Still, not everyone follows news headlines or security incidents as diligently as you might think. In fact, it's safe to assume that some (if not the majority) of fortune 500 boards regard cybersecurity as just another checkbox to be ticked off by the CIO or CISO at best. Of course, when a technically savvy executive brings up cybersecurity, most board members' eyes tend to glaze over.
So how do you talk to business leaders about cybersecurity before they tune out? Here's a list some of our customers have used to get the board's undivided attention on cybersecurity:
1. Talk Business, Not Technology
It's easy to get carried away with in-depth cyber attack scenarios and ominous new techniques. For lots of folks, these doomsday prophecies seem to be lifted from a Mr. Robot episode rather than a new business reality. It's hard to see their relevance to the boardroom. For the time being, it's the CISO's job to present cyber risk in business terms. The board needs numbers.
Imagine your CEO or CFO asking "If we don't invest in x, what's our bottom line exposure?"
If you can't put a defensible dollar figure on the risk, the board will dismiss your case faster than a hacker could guess Hacking Team's passwords. That's really fast. Quantify the risk, explain what it would cost to contain it once it materializes, and how much you could save by being prepared.
2. Cybersecurity Can be a Personal Career-Ending Threat
Obviously, nobody wants to see the company they work for go under. But a career-ending blunder has far more dramatic implications to every board member's life. In recent past, we’ve seen how senior leadership is held accountable for mismanagement of cybersecurity. Sony's co-chairman Amy Pascal, as well as Target's former CEO and CIO had no choice but to resign immediately after news of the security breaches made headlines.

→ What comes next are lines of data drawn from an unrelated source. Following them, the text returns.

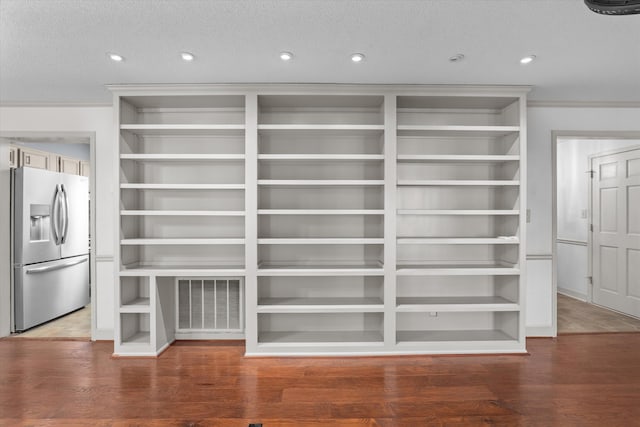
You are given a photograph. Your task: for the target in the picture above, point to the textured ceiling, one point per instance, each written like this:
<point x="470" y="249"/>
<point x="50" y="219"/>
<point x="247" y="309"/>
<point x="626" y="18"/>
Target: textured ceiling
<point x="55" y="50"/>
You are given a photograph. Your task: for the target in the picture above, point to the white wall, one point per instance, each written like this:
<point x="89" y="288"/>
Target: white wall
<point x="83" y="119"/>
<point x="542" y="120"/>
<point x="572" y="207"/>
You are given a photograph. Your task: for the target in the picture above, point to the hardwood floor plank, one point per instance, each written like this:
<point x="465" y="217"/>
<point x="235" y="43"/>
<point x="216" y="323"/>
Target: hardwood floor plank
<point x="574" y="380"/>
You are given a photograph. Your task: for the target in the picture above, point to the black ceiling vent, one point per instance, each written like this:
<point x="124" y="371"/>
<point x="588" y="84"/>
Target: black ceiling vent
<point x="614" y="7"/>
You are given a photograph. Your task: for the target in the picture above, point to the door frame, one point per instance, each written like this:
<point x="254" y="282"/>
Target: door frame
<point x="5" y="280"/>
<point x="591" y="158"/>
<point x="556" y="136"/>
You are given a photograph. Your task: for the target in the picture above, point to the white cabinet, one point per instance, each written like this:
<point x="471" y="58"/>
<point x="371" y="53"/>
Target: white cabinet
<point x="354" y="219"/>
<point x="35" y="159"/>
<point x="69" y="165"/>
<point x="13" y="156"/>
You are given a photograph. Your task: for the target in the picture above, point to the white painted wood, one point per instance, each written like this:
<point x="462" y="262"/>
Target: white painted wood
<point x="190" y="156"/>
<point x="481" y="212"/>
<point x="320" y="212"/>
<point x="616" y="231"/>
<point x="143" y="186"/>
<point x="458" y="182"/>
<point x="321" y="182"/>
<point x="457" y="158"/>
<point x="158" y="212"/>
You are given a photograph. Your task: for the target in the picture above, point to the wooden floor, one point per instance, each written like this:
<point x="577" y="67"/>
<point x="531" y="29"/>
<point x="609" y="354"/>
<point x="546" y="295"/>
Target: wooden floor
<point x="73" y="325"/>
<point x="574" y="380"/>
<point x="576" y="316"/>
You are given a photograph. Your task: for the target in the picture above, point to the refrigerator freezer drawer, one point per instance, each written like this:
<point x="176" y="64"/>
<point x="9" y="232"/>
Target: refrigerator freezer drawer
<point x="47" y="290"/>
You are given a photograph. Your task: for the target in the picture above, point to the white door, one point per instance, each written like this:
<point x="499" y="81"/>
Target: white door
<point x="616" y="231"/>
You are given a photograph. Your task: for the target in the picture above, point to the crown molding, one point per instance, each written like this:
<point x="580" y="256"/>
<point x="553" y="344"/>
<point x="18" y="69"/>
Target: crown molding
<point x="583" y="104"/>
<point x="54" y="104"/>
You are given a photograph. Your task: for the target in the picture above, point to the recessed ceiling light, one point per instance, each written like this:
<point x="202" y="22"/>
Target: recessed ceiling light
<point x="527" y="59"/>
<point x="286" y="56"/>
<point x="115" y="57"/>
<point x="186" y="56"/>
<point x="357" y="57"/>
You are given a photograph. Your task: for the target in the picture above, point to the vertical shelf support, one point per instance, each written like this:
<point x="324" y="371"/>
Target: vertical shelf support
<point x="390" y="155"/>
<point x="251" y="221"/>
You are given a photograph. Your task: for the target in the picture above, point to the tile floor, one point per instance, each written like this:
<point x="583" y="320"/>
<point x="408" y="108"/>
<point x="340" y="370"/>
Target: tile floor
<point x="575" y="316"/>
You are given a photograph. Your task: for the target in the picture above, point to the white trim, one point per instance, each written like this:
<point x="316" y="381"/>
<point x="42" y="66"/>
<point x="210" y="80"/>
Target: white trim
<point x="583" y="104"/>
<point x="541" y="331"/>
<point x="572" y="294"/>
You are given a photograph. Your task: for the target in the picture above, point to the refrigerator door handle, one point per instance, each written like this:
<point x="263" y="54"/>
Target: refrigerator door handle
<point x="65" y="217"/>
<point x="55" y="216"/>
<point x="54" y="267"/>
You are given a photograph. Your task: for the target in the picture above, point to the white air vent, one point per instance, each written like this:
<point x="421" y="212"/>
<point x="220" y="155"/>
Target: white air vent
<point x="209" y="304"/>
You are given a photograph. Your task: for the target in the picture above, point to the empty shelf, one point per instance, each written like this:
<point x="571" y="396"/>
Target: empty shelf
<point x="157" y="212"/>
<point x="271" y="269"/>
<point x="353" y="157"/>
<point x="439" y="336"/>
<point x="183" y="186"/>
<point x="457" y="212"/>
<point x="457" y="270"/>
<point x="319" y="127"/>
<point x="324" y="338"/>
<point x="139" y="305"/>
<point x="322" y="241"/>
<point x="194" y="241"/>
<point x="320" y="305"/>
<point x="320" y="182"/>
<point x="457" y="182"/>
<point x="458" y="241"/>
<point x="170" y="157"/>
<point x="178" y="129"/>
<point x="457" y="158"/>
<point x="464" y="303"/>
<point x="320" y="211"/>
<point x="455" y="130"/>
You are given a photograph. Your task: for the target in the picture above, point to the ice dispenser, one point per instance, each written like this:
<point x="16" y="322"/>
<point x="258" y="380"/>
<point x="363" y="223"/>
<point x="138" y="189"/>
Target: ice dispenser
<point x="40" y="222"/>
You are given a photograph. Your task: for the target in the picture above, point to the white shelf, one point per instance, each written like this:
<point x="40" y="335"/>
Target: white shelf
<point x="137" y="339"/>
<point x="320" y="305"/>
<point x="177" y="157"/>
<point x="182" y="270"/>
<point x="457" y="241"/>
<point x="324" y="338"/>
<point x="266" y="269"/>
<point x="464" y="303"/>
<point x="457" y="182"/>
<point x="457" y="270"/>
<point x="457" y="158"/>
<point x="411" y="337"/>
<point x="314" y="127"/>
<point x="177" y="129"/>
<point x="194" y="241"/>
<point x="321" y="241"/>
<point x="321" y="182"/>
<point x="157" y="212"/>
<point x="457" y="212"/>
<point x="320" y="212"/>
<point x="331" y="157"/>
<point x="456" y="130"/>
<point x="139" y="305"/>
<point x="140" y="186"/>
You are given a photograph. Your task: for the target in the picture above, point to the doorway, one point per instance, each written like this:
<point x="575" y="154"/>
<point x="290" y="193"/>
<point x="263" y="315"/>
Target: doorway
<point x="73" y="154"/>
<point x="578" y="308"/>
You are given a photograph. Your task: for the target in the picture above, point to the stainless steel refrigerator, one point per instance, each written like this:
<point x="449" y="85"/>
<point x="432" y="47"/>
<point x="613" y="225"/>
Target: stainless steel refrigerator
<point x="50" y="245"/>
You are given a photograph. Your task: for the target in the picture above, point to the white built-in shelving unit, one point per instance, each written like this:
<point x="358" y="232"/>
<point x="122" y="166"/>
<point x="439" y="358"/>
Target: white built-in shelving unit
<point x="338" y="219"/>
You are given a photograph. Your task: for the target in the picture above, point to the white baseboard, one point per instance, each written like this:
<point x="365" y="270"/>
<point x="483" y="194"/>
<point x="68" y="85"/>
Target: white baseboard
<point x="540" y="331"/>
<point x="102" y="335"/>
<point x="573" y="294"/>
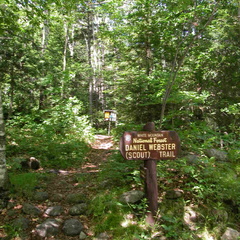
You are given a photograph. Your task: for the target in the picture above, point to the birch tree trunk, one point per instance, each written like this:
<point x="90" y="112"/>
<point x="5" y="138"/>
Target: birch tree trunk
<point x="3" y="169"/>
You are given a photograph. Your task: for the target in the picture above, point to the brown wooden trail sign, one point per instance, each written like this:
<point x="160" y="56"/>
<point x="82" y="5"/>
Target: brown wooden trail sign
<point x="157" y="145"/>
<point x="150" y="145"/>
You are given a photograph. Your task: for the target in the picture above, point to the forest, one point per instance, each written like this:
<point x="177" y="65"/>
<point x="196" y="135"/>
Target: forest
<point x="172" y="62"/>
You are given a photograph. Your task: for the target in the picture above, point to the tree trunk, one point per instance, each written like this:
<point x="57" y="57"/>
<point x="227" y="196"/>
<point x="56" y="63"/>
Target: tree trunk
<point x="3" y="169"/>
<point x="66" y="29"/>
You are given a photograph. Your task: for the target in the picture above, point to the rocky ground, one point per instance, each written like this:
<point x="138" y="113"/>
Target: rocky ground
<point x="59" y="204"/>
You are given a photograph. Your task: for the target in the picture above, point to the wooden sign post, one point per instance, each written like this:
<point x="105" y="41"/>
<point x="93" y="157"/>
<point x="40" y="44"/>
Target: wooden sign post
<point x="110" y="116"/>
<point x="150" y="145"/>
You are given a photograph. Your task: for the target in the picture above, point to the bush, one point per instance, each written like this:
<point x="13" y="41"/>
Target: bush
<point x="58" y="137"/>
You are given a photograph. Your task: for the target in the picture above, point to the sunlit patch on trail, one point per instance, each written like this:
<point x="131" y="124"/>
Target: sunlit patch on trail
<point x="90" y="167"/>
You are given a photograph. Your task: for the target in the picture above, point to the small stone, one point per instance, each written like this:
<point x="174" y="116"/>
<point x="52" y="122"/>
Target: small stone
<point x="21" y="223"/>
<point x="76" y="198"/>
<point x="56" y="197"/>
<point x="230" y="234"/>
<point x="133" y="196"/>
<point x="102" y="236"/>
<point x="48" y="228"/>
<point x="82" y="236"/>
<point x="54" y="211"/>
<point x="72" y="227"/>
<point x="173" y="194"/>
<point x="40" y="196"/>
<point x="78" y="209"/>
<point x="31" y="210"/>
<point x="219" y="155"/>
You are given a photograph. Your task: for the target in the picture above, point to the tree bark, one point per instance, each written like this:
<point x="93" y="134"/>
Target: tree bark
<point x="3" y="169"/>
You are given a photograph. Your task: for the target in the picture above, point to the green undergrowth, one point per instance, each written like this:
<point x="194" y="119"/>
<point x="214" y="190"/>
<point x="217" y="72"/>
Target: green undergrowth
<point x="210" y="191"/>
<point x="58" y="137"/>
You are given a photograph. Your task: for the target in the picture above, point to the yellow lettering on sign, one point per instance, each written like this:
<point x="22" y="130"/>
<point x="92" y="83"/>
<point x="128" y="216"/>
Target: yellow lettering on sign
<point x="164" y="146"/>
<point x="138" y="155"/>
<point x="135" y="147"/>
<point x="167" y="154"/>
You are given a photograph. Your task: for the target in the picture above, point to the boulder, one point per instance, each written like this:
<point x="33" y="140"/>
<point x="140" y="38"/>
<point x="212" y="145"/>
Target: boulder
<point x="72" y="227"/>
<point x="78" y="209"/>
<point x="219" y="155"/>
<point x="31" y="209"/>
<point x="82" y="236"/>
<point x="173" y="194"/>
<point x="133" y="196"/>
<point x="40" y="196"/>
<point x="76" y="198"/>
<point x="48" y="228"/>
<point x="21" y="223"/>
<point x="54" y="211"/>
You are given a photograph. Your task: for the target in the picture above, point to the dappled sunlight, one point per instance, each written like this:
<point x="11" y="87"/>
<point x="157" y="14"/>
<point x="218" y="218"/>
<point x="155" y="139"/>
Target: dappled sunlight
<point x="102" y="142"/>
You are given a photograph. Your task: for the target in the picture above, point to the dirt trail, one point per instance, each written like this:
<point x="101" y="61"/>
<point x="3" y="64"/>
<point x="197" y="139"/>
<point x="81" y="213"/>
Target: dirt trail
<point x="59" y="184"/>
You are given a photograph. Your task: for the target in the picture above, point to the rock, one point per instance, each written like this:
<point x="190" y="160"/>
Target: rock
<point x="31" y="210"/>
<point x="31" y="163"/>
<point x="48" y="228"/>
<point x="173" y="194"/>
<point x="54" y="211"/>
<point x="102" y="236"/>
<point x="72" y="227"/>
<point x="191" y="217"/>
<point x="133" y="196"/>
<point x="78" y="209"/>
<point x="21" y="223"/>
<point x="40" y="196"/>
<point x="76" y="198"/>
<point x="219" y="155"/>
<point x="230" y="234"/>
<point x="82" y="236"/>
<point x="56" y="197"/>
<point x="220" y="215"/>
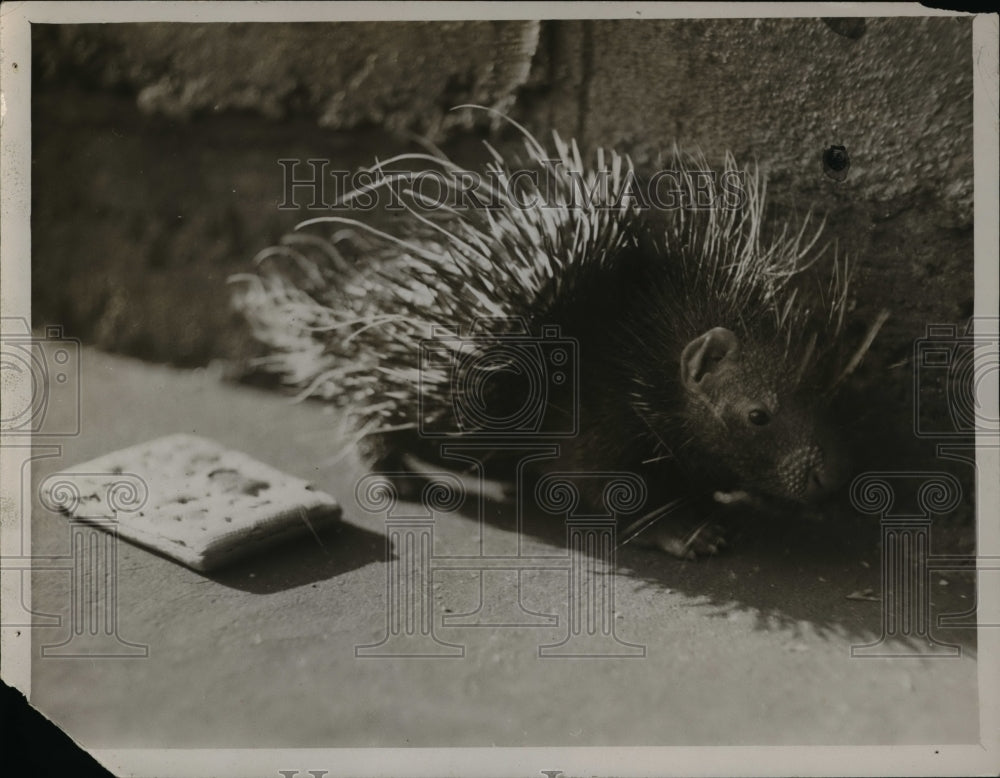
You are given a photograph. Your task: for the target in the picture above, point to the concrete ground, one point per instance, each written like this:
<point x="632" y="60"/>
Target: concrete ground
<point x="751" y="647"/>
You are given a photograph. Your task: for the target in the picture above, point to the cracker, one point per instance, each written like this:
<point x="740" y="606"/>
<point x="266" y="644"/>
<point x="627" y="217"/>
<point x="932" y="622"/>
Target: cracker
<point x="190" y="499"/>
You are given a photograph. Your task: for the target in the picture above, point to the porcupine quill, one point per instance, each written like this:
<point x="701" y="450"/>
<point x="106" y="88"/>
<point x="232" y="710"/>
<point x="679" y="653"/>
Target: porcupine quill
<point x="703" y="360"/>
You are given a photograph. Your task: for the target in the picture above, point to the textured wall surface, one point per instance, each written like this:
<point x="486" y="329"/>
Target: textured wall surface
<point x="155" y="147"/>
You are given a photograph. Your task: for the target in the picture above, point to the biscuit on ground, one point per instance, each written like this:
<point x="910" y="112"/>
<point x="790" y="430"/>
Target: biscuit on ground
<point x="190" y="499"/>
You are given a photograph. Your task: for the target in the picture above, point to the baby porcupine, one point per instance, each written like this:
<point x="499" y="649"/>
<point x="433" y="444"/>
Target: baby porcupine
<point x="705" y="356"/>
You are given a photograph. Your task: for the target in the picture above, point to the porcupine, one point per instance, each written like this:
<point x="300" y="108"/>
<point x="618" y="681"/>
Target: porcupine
<point x="703" y="366"/>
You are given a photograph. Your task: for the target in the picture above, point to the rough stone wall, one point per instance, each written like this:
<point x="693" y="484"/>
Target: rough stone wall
<point x="155" y="146"/>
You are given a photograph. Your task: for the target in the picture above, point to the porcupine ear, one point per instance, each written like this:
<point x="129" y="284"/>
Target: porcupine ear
<point x="704" y="356"/>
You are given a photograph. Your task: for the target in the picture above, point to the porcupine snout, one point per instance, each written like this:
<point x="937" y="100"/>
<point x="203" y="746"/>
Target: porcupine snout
<point x="813" y="470"/>
<point x="806" y="473"/>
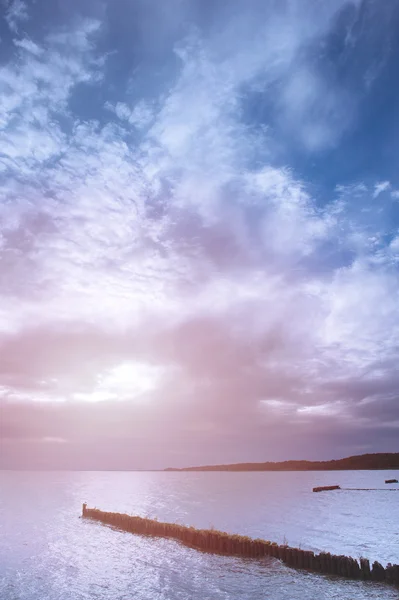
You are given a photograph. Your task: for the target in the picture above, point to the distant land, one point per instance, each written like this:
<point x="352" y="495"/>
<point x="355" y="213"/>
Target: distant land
<point x="363" y="462"/>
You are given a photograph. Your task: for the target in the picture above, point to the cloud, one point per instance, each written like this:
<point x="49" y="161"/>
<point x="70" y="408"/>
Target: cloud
<point x="16" y="13"/>
<point x="380" y="187"/>
<point x="160" y="250"/>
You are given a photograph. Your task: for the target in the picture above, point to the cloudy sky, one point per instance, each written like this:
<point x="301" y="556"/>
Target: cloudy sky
<point x="199" y="231"/>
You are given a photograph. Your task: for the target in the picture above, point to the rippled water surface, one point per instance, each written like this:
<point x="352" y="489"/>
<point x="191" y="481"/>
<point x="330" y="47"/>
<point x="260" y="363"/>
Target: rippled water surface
<point x="48" y="552"/>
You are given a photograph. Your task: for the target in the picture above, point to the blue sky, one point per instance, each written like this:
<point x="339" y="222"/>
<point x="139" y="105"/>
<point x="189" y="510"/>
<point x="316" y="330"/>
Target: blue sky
<point x="199" y="243"/>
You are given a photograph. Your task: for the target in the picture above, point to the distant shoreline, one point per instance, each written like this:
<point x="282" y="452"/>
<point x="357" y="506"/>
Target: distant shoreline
<point x="363" y="462"/>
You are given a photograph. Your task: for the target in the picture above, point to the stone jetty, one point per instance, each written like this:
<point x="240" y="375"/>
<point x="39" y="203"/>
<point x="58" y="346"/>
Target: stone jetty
<point x="219" y="542"/>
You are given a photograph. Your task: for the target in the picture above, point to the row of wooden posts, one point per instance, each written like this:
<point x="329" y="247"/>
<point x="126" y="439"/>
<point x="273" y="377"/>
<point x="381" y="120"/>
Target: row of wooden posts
<point x="218" y="542"/>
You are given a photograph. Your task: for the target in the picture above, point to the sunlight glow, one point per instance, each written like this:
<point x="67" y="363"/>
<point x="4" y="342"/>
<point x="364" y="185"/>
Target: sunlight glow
<point x="128" y="380"/>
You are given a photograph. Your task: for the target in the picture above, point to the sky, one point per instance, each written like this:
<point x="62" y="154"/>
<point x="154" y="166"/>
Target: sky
<point x="199" y="231"/>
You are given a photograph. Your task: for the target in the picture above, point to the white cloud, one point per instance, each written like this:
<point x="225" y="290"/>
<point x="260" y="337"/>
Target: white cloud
<point x="16" y="13"/>
<point x="381" y="187"/>
<point x="181" y="223"/>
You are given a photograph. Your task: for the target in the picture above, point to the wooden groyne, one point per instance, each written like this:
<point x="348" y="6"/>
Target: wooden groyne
<point x="326" y="488"/>
<point x="219" y="542"/>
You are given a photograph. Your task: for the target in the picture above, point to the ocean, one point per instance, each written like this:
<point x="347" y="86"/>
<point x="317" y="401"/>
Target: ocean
<point x="48" y="553"/>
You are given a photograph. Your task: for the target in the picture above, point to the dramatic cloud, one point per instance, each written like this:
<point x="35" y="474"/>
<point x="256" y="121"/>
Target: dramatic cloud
<point x="177" y="279"/>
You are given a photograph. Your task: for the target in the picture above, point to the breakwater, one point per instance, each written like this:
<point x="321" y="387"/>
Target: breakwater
<point x="219" y="542"/>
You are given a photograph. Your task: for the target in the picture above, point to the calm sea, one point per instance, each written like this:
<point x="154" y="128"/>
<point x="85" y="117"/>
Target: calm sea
<point x="47" y="552"/>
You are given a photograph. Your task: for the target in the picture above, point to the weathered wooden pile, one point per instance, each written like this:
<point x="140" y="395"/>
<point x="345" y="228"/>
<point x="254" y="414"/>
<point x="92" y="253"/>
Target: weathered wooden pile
<point x="218" y="542"/>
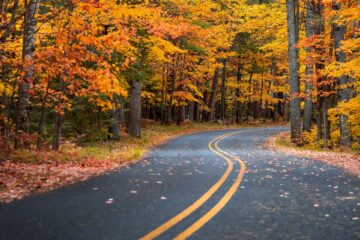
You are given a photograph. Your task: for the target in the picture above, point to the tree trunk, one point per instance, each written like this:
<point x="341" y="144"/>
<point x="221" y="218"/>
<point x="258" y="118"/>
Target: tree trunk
<point x="58" y="126"/>
<point x="196" y="112"/>
<point x="295" y="114"/>
<point x="41" y="120"/>
<point x="22" y="120"/>
<point x="238" y="117"/>
<point x="212" y="99"/>
<point x="115" y="131"/>
<point x="135" y="109"/>
<point x="181" y="114"/>
<point x="223" y="91"/>
<point x="172" y="76"/>
<point x="345" y="91"/>
<point x="308" y="72"/>
<point x="190" y="114"/>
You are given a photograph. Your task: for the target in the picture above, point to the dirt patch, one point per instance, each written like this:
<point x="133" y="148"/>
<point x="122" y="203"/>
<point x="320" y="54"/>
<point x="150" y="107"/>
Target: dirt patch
<point x="348" y="161"/>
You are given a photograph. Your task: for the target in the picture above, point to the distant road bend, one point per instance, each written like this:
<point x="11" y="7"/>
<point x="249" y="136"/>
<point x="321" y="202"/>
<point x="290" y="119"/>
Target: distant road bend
<point x="211" y="185"/>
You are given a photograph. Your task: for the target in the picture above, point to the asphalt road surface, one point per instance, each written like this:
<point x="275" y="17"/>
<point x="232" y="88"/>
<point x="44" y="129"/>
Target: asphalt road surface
<point x="213" y="185"/>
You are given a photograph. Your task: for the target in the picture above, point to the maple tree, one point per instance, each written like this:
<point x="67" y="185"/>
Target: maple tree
<point x="95" y="67"/>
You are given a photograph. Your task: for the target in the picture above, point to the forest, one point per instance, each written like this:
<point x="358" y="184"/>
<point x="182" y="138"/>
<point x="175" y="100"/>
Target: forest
<point x="94" y="69"/>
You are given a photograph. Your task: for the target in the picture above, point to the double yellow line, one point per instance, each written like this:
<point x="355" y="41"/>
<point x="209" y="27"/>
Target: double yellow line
<point x="214" y="147"/>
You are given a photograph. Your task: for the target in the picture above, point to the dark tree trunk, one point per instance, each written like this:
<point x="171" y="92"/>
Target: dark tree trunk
<point x="326" y="134"/>
<point x="223" y="91"/>
<point x="41" y="120"/>
<point x="309" y="75"/>
<point x="212" y="99"/>
<point x="345" y="90"/>
<point x="181" y="114"/>
<point x="22" y="120"/>
<point x="58" y="126"/>
<point x="196" y="112"/>
<point x="190" y="114"/>
<point x="135" y="109"/>
<point x="292" y="26"/>
<point x="115" y="131"/>
<point x="172" y="76"/>
<point x="238" y="117"/>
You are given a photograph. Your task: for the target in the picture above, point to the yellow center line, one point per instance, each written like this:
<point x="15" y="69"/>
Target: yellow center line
<point x="224" y="200"/>
<point x="165" y="226"/>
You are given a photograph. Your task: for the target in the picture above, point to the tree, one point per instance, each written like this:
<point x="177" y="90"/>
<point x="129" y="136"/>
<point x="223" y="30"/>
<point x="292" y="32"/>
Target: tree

3. Present the Cybersecurity Severity Scale
While some incidents have devastating potential, they do represent the extreme if not rare cases. Labeling an incident's severity helps to put events into perspective, and also serves to illustrate the potential of severe cybersecurity negligence. Recent news of the OPM hack is indeed concerning at the highest political levels, but has not triggered a nation-wide crisis (yet). It's a good example of Serious severity. Last year's JP Morgan breach, while allegedly going unnoticed for months, had very limited impact on the company's bottom line. According to JP Morgan spokeswoman Patricia Wexler, the attackers "accessed customer contact information, but no account information". Assuming that is an accurate depiction, you could label the JP Morgan breach as Light on the cybersecurity severity scale (as far as we know at the time of this writing). At the extreme end of the spectrum, the case of Code Spaces is especially concerning. Following an attempt to recover from cyber extortion, the company's entire systems were essentially wiped. The resources required to recover did not justify the cost, which led to the company's collapse. That's as Devastating as it gets, but is unfortunately just a statistic representing 60% of small businesses that close within six months of a cyber attack.
At the end of the day, board members are people too. The story of cybersecurity, especially when presented by a technology-driven professional, must be delivered from an emotional perspective backed with hard data business leaders can digest. Technology is often perceived as a cool toy at best. Loss of business, job security, and even prestige are universal in boardroom conversations.